Our digestive system is uniquely constructed to perform its specialised function of turning food into the energy you need to survive. Through the same system, it also rids all the waste that the body does not need. Thus, maintaining a good digestive system is the basis for good health.
1. Incorporate healthy gut bacteria in your diet
Stress, poor sleeping habits, antibiotics and illness can lead to an imbalance of bacteria in your digestive tract. Certain probiotics, mostly found in dairy products and some fortified cereals, can help to maintain the balance of “good” bacteria in the digestive tract. Try a daily helping of yogurt.
2. Keep the fibre on deck
Get your daily dose of fibre to help your digestive system work better and prevent constipation. High-fibre foods such as fruits, vegetables and whole grains also help you feel full, which can help prevent overeating as well as give you more energy.
Hydrate! Water is important for EVERY part of your body. Insufficient water intake can cause bowel issues. Water can also help prevent overeating. Always keep a bottle of water with you.
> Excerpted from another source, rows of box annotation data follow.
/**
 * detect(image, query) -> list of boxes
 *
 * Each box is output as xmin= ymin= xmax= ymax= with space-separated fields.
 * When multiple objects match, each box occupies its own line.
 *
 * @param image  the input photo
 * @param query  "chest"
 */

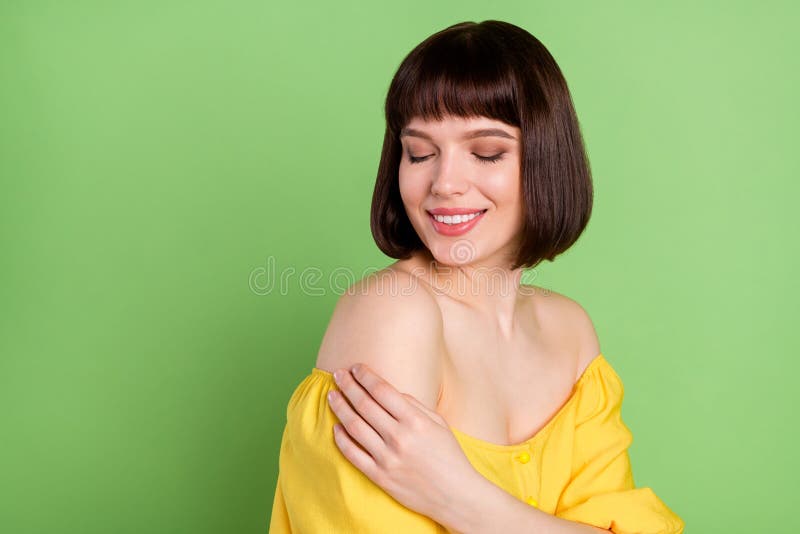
xmin=437 ymin=308 xmax=577 ymax=445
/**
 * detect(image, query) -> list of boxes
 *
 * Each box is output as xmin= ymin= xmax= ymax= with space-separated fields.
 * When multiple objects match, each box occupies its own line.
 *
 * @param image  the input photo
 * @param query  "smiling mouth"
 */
xmin=428 ymin=210 xmax=488 ymax=226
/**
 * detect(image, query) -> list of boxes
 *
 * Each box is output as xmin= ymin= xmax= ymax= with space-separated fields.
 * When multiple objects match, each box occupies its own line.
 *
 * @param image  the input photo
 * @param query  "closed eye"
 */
xmin=408 ymin=152 xmax=505 ymax=164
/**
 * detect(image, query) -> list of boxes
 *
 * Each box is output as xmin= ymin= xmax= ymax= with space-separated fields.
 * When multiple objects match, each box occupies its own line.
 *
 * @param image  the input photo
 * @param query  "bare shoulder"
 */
xmin=531 ymin=286 xmax=601 ymax=380
xmin=316 ymin=267 xmax=445 ymax=409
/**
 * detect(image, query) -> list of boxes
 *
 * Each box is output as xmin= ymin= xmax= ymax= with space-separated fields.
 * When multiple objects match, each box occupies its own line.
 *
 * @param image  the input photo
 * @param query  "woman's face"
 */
xmin=399 ymin=117 xmax=523 ymax=265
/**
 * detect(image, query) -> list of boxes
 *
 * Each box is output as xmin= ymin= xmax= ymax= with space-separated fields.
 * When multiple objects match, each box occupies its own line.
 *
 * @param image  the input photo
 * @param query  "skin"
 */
xmin=317 ymin=117 xmax=607 ymax=533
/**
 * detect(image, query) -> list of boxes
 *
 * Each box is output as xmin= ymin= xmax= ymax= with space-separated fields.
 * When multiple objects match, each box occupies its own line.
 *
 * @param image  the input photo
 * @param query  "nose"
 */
xmin=431 ymin=151 xmax=469 ymax=197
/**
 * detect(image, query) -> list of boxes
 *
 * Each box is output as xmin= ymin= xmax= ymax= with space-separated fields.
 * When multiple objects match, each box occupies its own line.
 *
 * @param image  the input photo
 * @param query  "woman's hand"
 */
xmin=328 ymin=364 xmax=485 ymax=528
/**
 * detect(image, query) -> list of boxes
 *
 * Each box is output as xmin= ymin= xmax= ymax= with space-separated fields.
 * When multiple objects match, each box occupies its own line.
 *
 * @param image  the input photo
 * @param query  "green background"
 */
xmin=0 ymin=0 xmax=800 ymax=534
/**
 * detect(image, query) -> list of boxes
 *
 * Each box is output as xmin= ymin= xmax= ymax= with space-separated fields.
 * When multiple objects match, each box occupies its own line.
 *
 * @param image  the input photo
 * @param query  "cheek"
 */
xmin=398 ymin=172 xmax=426 ymax=207
xmin=482 ymin=173 xmax=522 ymax=207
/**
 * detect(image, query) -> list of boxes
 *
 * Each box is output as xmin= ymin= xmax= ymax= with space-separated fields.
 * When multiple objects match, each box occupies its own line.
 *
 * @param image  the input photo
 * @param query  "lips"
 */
xmin=428 ymin=208 xmax=487 ymax=237
xmin=427 ymin=208 xmax=485 ymax=215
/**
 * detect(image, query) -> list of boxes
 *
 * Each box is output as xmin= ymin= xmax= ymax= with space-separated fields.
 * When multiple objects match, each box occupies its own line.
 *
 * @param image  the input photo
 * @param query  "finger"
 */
xmin=328 ymin=389 xmax=385 ymax=461
xmin=351 ymin=364 xmax=419 ymax=422
xmin=337 ymin=369 xmax=405 ymax=442
xmin=403 ymin=393 xmax=443 ymax=428
xmin=333 ymin=424 xmax=379 ymax=484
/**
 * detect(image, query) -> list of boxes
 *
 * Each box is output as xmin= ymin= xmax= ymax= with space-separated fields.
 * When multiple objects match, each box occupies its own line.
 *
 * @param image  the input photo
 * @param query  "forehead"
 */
xmin=400 ymin=115 xmax=520 ymax=140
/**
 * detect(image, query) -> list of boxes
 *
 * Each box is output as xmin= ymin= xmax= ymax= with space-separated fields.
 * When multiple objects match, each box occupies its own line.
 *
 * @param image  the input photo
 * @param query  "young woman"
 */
xmin=270 ymin=20 xmax=684 ymax=534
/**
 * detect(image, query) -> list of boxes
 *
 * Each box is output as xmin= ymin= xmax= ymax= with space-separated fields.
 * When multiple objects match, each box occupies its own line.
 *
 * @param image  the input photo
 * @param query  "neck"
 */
xmin=412 ymin=249 xmax=526 ymax=338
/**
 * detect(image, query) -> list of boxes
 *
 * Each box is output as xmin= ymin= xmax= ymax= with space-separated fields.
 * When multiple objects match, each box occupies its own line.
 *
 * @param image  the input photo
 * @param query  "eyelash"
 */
xmin=408 ymin=152 xmax=505 ymax=165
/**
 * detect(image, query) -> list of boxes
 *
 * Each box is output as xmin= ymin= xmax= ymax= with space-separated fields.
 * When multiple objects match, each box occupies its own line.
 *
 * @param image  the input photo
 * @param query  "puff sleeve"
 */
xmin=555 ymin=364 xmax=684 ymax=534
xmin=269 ymin=368 xmax=447 ymax=534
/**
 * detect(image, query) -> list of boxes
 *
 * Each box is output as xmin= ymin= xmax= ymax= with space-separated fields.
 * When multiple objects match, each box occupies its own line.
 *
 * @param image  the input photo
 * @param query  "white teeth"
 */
xmin=433 ymin=211 xmax=483 ymax=224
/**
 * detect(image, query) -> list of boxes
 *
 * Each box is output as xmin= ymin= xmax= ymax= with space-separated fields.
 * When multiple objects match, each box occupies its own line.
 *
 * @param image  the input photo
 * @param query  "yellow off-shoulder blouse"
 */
xmin=269 ymin=354 xmax=684 ymax=534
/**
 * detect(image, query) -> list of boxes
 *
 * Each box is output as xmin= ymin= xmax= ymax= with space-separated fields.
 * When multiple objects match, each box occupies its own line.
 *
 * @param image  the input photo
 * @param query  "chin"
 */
xmin=428 ymin=238 xmax=478 ymax=266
4. Become a frequent flyer
Eat small, frequent meals throughout the day to keep your metabolism revved up, your blood sugar balanced and your energy up. This helps to avoid overeating during your main meals or consuming high-fat foods that will slow your digestion.
5. Work it out
We all know exercise is good for the health, but did you know it can help create a healthy digestive environment? Exercise helps to allow food to move through the large intestine faster and keep the GI tract active. This helps to reduce bowel issues.
6. Chew, chew, chew
It’s common knowledge that eating too quickly (because you don’t chew as much!) causes indigestion. The science behind it is that chewing food increases the digestive enzymes in your mouth, allowing for better overall digestion.
7. Don’t pull the trigger
Holiday festive foods can be all too much—too sweet, too rich, too spicy, too salty, too fatty, too processed. This will irritate the digestive system. Avoid your ‘trigger’ foods and your digestive system will operate smoother.
8. Saucer sizes
Having a smaller plate means smaller amounts of food. Portion control is important not only for weight management, but also reducing the stress on your digestive system that comes from overeating.
9. Oil slick
Heavy, fried and rich foods that are normally associated with festive holidays not only stay in the digestive system longer, but they cause more stomach acid which can also lead to gastric reflux.
10. Indulge consciously
It’s ok to have your favourite festive foods! But indulge consciously. Avoid post-meal sluggish feeling by cutting the portion in half. You will also feel empowered by having a controlled portion. Always try to have a cup of tea on hand — try mint or cinnamon tea. This will help slow down your eating, allow you to listen to your body and be more mindful.